University of Iowa Associate Professor Laura Rigal will discuss “Moen and the Mural: From Urban Renewal to Occupy Iowa City, 1972-2012,” noon to 2 p.m. Wednesday, Nov. 7, 2012, at the State Historical Society of Iowa, Centennial Building, 402 Iowa Avenue in Iowa City. The event is free and open to the public. Seating is limited. Call 319-335-3911 for more information.
This fall, construction began in downtown Iowa City on a 14-story, multi-use building designed by the Moen Group and located beside a historic public space known as “Black Hawk Mini-Park.”
Reclaimed from the rubble of urban renewal in the early 1970s, Black Hawk Mini-Park took its name from the Sauk leader, Black Hawk, whose image, in the form of a large mural, gave political and social meaning to the site.
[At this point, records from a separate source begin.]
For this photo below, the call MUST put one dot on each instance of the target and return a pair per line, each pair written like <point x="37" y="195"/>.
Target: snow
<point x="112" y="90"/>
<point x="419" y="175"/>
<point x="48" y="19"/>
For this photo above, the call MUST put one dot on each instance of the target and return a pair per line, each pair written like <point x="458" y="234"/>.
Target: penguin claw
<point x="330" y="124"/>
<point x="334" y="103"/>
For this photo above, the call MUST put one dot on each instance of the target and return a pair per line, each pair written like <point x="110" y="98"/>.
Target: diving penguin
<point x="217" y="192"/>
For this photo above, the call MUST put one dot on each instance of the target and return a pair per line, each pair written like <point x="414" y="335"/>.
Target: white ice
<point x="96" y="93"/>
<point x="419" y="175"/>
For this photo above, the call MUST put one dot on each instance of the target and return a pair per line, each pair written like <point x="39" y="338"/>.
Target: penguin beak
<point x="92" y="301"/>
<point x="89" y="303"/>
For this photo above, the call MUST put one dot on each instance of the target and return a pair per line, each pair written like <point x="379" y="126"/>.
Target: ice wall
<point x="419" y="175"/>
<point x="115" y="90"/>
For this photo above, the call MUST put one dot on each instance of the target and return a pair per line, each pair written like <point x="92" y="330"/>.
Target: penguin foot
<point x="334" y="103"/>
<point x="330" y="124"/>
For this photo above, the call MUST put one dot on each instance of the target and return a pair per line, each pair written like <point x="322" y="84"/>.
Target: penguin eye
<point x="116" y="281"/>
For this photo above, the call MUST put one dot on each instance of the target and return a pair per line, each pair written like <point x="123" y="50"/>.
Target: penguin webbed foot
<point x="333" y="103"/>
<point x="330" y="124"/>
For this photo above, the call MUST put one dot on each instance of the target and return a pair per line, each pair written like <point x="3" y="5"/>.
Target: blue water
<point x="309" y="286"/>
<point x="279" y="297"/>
Today, the Moen project at Black Hawk Mini-Park opens important questions about the differences between the urban renewal that roiled American cities (and produced the Black Hawk mural) in the 1960s and 1970s versus urban redevelopment projects today, when new construction is sponsored by municipal, rather than federal, programs, and public art has new roles.
The Moen construction site also reopened questions about historic preservation when bulldozers revealed an intact remnant of the 1972 Black Hawk mural consisting of three buffalo facing the park’s central image, which is now lost.
In her discussion, Rigal will examine the cultural and political legacy of urban renewal today as downtown redevelopment assumes new meanings and functions under changing economic and aesthetic conditions.
Rigal is associate professor in the departments of English and American Studies at the University of Iowa. She is currently working on the environmental and cultural history of Ralston Creek in Iowa City.